3. Definite Claim Period
Banker’s Guarantee should have a definite claim period (or under ABS Guidelines of not more than three months after Expiry date), indicating the latest date that a claim can be submitted. Absence of a definite claim period would subject the principal and guarantor to a claim of up to six years.
4. Payment on Demand
A Banker’s Guarantee shall effect payment on demand by the beneficiary giving a written statement that the principal has failed to perform his obligations. Such written statement will be the sole condition for the guarantor to pay under the guarantee. The guarantor will not take additional steps to
5. Prohibition against Assignment
A Banker’s Guarantee shall not be assignable due to the following reasons:
- To avoid the bank losing its right of set-off vis-à-vis the beneficiary
- To avoid the bank paying to the wrong party
- To reduce administrative uncertainties if there are multiple assignments made
If a Banker’s Guarantee is silent on assignment, it can be assigned by the beneficiary. In view of the above-mentioned prohibition, BG issued is usually on a non-assignable basis.

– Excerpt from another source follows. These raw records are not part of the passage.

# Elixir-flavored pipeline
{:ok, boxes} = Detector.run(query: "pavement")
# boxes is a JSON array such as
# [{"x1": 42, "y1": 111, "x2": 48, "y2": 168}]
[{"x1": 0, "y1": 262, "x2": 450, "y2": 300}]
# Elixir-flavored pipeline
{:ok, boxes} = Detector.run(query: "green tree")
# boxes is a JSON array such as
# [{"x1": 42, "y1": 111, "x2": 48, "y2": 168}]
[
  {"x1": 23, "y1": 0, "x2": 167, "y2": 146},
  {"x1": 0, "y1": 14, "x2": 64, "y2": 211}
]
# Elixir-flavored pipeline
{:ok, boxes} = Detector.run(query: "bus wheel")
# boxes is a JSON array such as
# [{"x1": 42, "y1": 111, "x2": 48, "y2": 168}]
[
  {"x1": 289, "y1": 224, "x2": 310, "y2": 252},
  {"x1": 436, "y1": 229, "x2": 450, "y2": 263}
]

Types of Banker’s Guarantee
There are two main types of Banker’s Guarantee:
1. Financial Guarantee
Financial Guarantee is issued in-lieu-of cash deposit that the principal may need to place with the beneficiary for an underlying transaction. If the principal fails to meet his financial obligation, the beneficiary may claim on the guarantee.

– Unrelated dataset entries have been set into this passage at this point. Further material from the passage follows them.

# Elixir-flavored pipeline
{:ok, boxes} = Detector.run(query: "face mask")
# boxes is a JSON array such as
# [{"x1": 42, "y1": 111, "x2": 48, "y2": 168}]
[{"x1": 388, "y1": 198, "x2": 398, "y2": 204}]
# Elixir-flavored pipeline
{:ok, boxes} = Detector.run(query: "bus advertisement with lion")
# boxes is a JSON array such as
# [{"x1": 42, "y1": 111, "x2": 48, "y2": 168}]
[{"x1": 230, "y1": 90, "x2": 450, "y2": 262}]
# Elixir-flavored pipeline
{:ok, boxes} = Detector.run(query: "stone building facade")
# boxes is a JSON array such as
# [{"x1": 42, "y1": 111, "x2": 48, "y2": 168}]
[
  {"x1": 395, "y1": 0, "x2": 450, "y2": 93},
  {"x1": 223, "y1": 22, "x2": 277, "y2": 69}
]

Examples of Financial Guarantee are:
Advance Payment Guarantee
An Advance Payment Guarantee enables a buyer to recover an advance payment made under a contract or order if the supplier fails to fulfill his contractual obligations.
Remisier Guarantee
A Remisier Guarantee is issued to the Authority for remisier trading purposes.
2. Performance Guarantee
Performance guarantee is issued to protect against the principal’s non-performance over his contractual obligations.
Examples of Performance Guarantee are:
Bid Bond
A Bid Bond is a bond that is required of a contractor submitting a bid for a project. If the contractor then refuses to undertake the contract after he has been awarded the contract, the bid bond assures that the developer can recover his liquidated damages between his bid and next higher bid. Bid Bond ensures that a contractor will make serious bids and live up to his obligations.
Performance Bond
A Performance Guarantee is to guarantee against the failure of the principal to meet his obligations in a contract or completing a project. Performance Bonds are commonly used in the construction and development of real estate properties to protect the value of the work against unforeseen events such as the bankruptcy of the contractor.
Warranty/Maintenance Bond
A Warranty/Maintenance Bond is to protect against design defects or poor workmanship, and to guarantee that facility constructed would be regularly and adequately maintained throughout the warranty or maintenance period.